- W 1976 r. zacząłem studia na Uniwersytecie Jagiellońskim, pamiętam Bronisława Wildsteina z tamtych lat. Pamiętam śmierć Pyjasa - mówił Wojciech Nowak.
Scenariusz do spektaklu Teatru Telewizji Polskiej napisał Wojciech Tomczyk. Powieść Bronisława Wildsteina "Dolina nicości" opowiada o spotkaniu po latach dawnych przyjaciół. Daniel Struna, przywódca grupy walczącej z komuną, został złamany przez Służbę Bezpieczeństwa, nienawidzi się za to, a swój ból topi w alkoholu. Nie podejrzewa on, że jego dawny kolega, obecnie znany dziennikarz, Jan Return, sam przeszedł na stronę wroga. Struna prosi Returna, żeby opublikował jego wiersze.
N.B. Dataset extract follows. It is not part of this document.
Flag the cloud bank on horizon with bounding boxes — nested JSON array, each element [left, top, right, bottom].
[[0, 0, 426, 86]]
W dyskusji z publicznością festiwalu Teatru Polskiego Radia i Teatru Telewizji Polskiej, oprócz reżysera, wzięli udział: Monika Kwiatkowska-Dejczer (Regina), Mariusz Wojciechowski (Struna) i Mariusz Bonaszewski (Leon).
- To był bardzo przygnębiający spektakl, zabrakło mi w nim nadziei - powiedział jeden z uczestników spotkania. Nie zgodził się z nim Mariusz Wojciechowski, który w wyrzutach sumienia bohaterów zauważył nadzieję na to, że może być lepiej, skoro żałują swoich błędów. - Nie widzę żadnych powodów do robienia sobie nadziei - skomentował reżyser. Mówił również o karuzeli, która w jego szarym, smutnym spektaklu symbolizuje poczucie zawieszenia, brak oparcia i ciągłe powroty do przeszłości.
Mariusz Bonaszewski zagrał esbeka. - Wcieliłem się w szatana, który dokonał jednoznacznego wyboru. Mam podobną satysfakcję, niezależnie od tego czy gram człowieka dobrego, czy złego - opowiadał. - Nie dostrzegłem w tekście programu politycznego, moim zdaniem Wildstein jest wspominaczem - dodał.